The same issue has a commentary.

Thursday, May 19, 2011

Kidney disease linked to putative autoantigen + HLA

Idiopathic membranous nephropathy is a progressive disease involving the thickening of the basement membranes in glomeruli, which are key blood filtration units in the kidneys. Membranous nephropathy can be caused by exposure to toxins (gold, mercury, some medicines) or autoimmunity, such as lupus. Deposits of antibody-antigen (immune) complexes with complement components can be observed in the glomerulus.

These authors sought genetic associations in 556 biopsy-proven patients (British, French, & Dutch) by comparison of about 300,000 SNPs with matched healthy subjects. They found strong associations with a membrane protein previously implicated in autoimmunity, M-type phospholipase A2 receptor (PLA2R1, p~10E-28), and a histocompatibility gene (HLA-DQA1, p~10E-92). PLA2R1 is normally expressed in human glomeruli, exactly where immune complexes are found in membranous nephropathy patients. PLA2R1 was implicated only recently in autoantibody studies (Beck 2009) and is now known as the major autoantigen in idiopathic membranous nephropathy. The DQA1 association is not surprising, having been discovered by Vaughn et al using the relatively crude restriction fragment length polymorphism (RFLP) analysis and reported way back in 1989. The odds ratio for a single PLA2R1 risk allele is about 2 and for HLA-DQA1 about 6, modest but typical for such association studies. It is therefore astonishing that the risk to individuals possessing homozygous risk alleles at both loci is practically determinate – a 78.5-fold increased risk! – with 42 patients out of the 55 subjects possessing this combination.

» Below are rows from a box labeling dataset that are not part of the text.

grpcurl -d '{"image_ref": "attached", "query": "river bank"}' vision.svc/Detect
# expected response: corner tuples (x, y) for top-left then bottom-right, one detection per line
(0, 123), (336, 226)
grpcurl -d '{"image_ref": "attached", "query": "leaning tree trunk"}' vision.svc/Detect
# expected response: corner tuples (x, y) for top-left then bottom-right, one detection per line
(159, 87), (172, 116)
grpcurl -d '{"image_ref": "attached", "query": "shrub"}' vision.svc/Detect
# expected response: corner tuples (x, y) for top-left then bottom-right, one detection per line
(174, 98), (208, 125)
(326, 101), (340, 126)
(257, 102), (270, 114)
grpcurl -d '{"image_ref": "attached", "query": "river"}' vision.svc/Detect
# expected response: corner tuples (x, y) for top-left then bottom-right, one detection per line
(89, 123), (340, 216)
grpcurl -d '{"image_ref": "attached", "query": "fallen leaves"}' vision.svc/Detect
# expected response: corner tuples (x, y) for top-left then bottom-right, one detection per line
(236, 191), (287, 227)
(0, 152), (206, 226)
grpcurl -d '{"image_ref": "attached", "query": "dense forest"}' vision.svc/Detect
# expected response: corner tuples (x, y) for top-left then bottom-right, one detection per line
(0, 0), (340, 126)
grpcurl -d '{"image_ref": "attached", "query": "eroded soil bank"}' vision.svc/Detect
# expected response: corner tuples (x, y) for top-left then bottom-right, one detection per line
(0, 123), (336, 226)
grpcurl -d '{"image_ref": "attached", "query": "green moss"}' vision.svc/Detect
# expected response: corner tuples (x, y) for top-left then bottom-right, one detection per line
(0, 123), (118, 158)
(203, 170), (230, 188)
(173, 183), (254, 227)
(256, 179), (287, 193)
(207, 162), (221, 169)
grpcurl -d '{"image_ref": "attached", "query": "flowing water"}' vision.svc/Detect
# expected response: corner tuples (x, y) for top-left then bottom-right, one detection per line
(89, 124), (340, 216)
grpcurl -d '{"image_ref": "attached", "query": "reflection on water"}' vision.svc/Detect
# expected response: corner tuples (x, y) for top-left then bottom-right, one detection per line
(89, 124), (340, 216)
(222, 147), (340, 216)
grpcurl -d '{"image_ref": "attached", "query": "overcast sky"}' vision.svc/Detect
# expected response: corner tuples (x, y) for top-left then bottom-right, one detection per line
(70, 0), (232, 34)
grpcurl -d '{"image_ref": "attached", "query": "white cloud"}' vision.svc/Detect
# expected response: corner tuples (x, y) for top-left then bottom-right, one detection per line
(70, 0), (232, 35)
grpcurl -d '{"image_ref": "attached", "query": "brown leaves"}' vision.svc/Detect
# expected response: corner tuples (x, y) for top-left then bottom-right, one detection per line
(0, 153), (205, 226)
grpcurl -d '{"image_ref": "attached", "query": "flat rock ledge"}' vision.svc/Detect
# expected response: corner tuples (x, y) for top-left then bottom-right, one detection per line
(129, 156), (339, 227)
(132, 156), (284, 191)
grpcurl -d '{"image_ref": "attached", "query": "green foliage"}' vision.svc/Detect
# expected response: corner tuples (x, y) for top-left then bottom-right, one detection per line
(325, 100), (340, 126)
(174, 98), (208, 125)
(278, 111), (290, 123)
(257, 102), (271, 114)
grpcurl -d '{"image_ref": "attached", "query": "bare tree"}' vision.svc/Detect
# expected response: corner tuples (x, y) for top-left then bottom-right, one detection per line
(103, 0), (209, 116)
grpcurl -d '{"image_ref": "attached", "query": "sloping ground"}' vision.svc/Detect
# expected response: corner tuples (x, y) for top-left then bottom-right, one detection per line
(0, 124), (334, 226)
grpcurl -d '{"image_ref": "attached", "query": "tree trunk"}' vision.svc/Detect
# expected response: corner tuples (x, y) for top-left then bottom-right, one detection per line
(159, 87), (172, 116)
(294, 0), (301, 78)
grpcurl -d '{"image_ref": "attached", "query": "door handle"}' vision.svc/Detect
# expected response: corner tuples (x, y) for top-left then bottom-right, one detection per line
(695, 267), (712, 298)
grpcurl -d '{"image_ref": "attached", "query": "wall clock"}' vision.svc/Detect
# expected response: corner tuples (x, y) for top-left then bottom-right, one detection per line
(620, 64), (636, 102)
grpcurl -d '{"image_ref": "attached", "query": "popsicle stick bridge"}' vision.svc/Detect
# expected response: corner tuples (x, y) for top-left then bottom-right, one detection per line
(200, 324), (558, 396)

How might this happen? The authors’ model is that perhaps the DQA1 molecule binds the PLA2R1 variant peptide and triggers T lymphocytes to help B cells make anti-PLA2R1 autoantibodies that bind to glomerular cells. They could have looked whether any PLA2R1 peptides has anchor residues that determine whether they can fit one of the 35 different allelic forms of DQA1. However, as Segelmark points out in the accompanying review, the strongest SNPs lie within the first introns for both PLA2R1 and DQA1 and (therefore) do not alter the amino acid sequence! The authors discount this, speculating that either the associated SNP is tightly linked to a variant that does change the protein. They could have sequenced the few subjects to identify any rare variant. Segelmark proposes as “more likely” that the SNP changes a regulatory sequence, such as a transcription factor binding site or a microRNA, that increases production of the proteins. A few more facts could help resolve these possibilities.
Risk HLA-DQA1 and PLA(2)R1 alleles in idiopathic membranous nephropathy. Stanescu HC, Arcos-Burgos M, Medlar A, Bockenhauer D, Kottgen A, Dragomirescu L, Voinescu C, Patel N, Pearce K, Hubank M, Stephens HA, Laundy V, Padmanabhan S, Zawadzka A, Hofstra JM, Coenen MJ, den Heijer M, Kiemeney LA, Bacq-Daian D, Stengel B, Powis SH, Brenchley P, Feehally J, Rees AJ, Debiec H, Wetzels JF, Ronco P, Mathieson PW, Kleta R. N Engl J Med. 2011 Feb 17;364(7):616-26.